The Book of Judges relates a story of the founding of a northern settlement by the tribe of Dan, in which the Danites conquer a defenseless town and set up an idolatrous shrine there. The priest at this altar is a a young Levite named Jonathan, identified by most translators as the grandson of Moses, but sometimes as the grandson of Manasseh. The latter is supported by a literal reading of the text:
a scribal oddity... presents the name of Manasseh as מנשה, with the "נ" superscripted, which does not occur elsewhere in the Bible; the correct reading may be Moses (Hebrew: משה, Moshe), and Rashi and other sages suspected as much, arguing that the name was changed to Manasseh to avoid scandalising Moses.
Whether based on this explanation or not, most translators agree that Jonathan's father was Gershom the son of Moses.

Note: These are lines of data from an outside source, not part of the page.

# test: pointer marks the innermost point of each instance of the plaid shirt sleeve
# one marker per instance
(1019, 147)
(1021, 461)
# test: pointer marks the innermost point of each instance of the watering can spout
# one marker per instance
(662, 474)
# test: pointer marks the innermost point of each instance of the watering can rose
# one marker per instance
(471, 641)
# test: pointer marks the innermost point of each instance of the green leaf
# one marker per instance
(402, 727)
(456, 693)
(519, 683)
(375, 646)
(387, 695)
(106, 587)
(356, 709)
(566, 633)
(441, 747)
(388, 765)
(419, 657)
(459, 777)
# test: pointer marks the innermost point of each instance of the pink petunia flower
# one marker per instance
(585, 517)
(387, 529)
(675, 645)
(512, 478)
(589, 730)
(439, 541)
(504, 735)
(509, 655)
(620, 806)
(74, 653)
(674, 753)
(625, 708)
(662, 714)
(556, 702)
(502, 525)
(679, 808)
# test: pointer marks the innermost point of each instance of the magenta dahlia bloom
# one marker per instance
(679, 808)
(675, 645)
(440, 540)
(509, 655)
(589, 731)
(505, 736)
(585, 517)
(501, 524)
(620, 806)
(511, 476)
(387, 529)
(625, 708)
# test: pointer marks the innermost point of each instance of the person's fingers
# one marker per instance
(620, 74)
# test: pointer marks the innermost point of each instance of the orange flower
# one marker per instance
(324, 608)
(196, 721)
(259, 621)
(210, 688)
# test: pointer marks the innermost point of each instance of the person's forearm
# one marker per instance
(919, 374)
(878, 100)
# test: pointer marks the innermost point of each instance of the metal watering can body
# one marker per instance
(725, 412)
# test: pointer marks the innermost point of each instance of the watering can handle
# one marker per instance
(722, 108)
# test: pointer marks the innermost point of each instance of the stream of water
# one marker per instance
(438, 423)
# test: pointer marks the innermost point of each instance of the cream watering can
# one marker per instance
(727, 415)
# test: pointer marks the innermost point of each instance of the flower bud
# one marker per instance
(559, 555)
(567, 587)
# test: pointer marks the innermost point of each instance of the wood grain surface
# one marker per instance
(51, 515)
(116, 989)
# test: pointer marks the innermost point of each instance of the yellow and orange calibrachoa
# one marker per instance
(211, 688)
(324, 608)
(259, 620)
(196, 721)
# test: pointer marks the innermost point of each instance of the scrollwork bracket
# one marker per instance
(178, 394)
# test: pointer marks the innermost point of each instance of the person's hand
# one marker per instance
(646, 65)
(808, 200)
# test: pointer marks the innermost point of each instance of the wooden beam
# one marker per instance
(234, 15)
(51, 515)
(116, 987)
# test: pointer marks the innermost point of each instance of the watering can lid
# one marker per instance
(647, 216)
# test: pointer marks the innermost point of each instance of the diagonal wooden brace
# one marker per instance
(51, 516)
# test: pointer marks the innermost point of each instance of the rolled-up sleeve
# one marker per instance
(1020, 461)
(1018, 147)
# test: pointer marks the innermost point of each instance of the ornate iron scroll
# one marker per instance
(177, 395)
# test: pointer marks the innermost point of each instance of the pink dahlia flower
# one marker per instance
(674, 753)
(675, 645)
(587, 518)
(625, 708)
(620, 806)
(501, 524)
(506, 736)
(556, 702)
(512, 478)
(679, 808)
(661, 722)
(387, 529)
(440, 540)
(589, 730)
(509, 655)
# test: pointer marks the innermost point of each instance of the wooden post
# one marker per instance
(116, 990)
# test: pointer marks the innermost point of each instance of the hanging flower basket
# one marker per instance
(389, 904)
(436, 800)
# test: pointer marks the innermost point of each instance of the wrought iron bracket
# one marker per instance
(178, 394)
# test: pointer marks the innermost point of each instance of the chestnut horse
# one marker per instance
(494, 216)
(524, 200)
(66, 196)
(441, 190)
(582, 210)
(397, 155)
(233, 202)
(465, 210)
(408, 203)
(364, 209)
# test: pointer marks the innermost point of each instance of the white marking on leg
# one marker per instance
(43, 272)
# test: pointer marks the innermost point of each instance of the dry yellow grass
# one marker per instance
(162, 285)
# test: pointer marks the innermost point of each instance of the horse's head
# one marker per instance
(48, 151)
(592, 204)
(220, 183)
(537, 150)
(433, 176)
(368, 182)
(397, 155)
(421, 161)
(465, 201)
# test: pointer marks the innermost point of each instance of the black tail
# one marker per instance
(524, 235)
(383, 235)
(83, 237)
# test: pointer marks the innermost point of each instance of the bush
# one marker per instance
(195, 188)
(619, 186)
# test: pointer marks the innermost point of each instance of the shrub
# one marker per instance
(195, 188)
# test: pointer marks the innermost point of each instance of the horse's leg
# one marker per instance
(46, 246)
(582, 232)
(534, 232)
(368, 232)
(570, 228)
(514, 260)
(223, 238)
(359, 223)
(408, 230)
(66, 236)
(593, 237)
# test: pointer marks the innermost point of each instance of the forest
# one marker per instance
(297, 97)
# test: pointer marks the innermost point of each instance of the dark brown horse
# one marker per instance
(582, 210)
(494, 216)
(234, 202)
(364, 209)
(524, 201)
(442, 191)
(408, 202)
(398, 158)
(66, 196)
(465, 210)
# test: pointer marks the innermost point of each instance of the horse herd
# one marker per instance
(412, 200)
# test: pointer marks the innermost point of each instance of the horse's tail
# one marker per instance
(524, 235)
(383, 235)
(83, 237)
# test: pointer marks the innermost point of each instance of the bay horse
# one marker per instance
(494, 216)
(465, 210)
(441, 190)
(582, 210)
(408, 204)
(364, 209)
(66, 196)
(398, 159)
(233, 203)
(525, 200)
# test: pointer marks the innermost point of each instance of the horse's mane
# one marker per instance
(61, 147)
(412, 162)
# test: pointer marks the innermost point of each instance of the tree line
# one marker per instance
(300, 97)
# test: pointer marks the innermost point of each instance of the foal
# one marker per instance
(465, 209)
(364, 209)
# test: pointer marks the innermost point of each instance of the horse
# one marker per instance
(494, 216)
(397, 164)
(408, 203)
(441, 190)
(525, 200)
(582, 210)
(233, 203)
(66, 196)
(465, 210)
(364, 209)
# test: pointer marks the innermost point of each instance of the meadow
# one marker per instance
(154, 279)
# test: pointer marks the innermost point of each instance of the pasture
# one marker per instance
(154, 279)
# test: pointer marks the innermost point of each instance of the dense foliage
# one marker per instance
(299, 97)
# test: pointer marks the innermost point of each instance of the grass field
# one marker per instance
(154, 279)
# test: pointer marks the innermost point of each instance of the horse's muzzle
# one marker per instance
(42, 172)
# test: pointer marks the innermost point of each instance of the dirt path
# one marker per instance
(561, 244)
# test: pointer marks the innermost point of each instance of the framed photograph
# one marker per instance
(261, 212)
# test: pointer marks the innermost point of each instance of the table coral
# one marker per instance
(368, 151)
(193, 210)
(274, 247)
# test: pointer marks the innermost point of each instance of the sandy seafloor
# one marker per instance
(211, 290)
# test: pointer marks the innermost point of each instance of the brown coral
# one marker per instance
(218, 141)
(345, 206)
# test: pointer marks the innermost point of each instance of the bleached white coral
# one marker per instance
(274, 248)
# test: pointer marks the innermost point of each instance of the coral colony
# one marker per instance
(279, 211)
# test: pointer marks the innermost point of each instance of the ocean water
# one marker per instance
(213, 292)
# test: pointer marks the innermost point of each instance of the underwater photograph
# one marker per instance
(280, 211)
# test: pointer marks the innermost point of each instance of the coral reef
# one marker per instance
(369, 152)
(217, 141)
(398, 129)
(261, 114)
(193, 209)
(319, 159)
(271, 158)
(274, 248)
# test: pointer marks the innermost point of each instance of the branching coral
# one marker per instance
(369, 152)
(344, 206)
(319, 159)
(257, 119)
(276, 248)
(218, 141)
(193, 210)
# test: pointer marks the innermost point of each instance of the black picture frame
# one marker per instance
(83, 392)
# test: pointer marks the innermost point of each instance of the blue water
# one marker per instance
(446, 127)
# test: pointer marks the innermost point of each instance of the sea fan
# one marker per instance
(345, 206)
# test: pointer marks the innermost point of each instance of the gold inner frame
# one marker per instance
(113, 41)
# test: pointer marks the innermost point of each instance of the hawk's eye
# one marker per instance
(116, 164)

Various ideas have been put forth regarding who this Gershom really was. A novel theory is proposed in a scholarly article by Josiah Derby in the Jewish Bible Quarterly. He first summarizes the arguments for the historicity of "son of Manasseh" and "son of Moses" and dismisses them both. His conclusion, however, is that "son of Moses" is the correct reading, but it is not historical. Instead it is a fiction created during the reign of Jeroboam I to give legitimacy to the shrine at Dan. (Not that Jeroboam would agree that the shine was idolatrous, only that it was founded by a grandson of Moses).
By associating the sanctuary at Dan with Moses, he [Jeroboam] hoped that it would acquire a sufficient degree of sanctity to lure the people away from Jerusalem. These two cities [Dan and Bethel] could compete with Jerusalem for the religious loyalty of the people because at that early stage in the history of Jerusalem as an Israelite city it had not yet attained the holiness it acquired in the course of time.
Given these and any other data available, who really was Jonathan, grandson of Moses (or Manasseh) identified in Judges 18 as the father of the founder the Israelite shrine at Dan?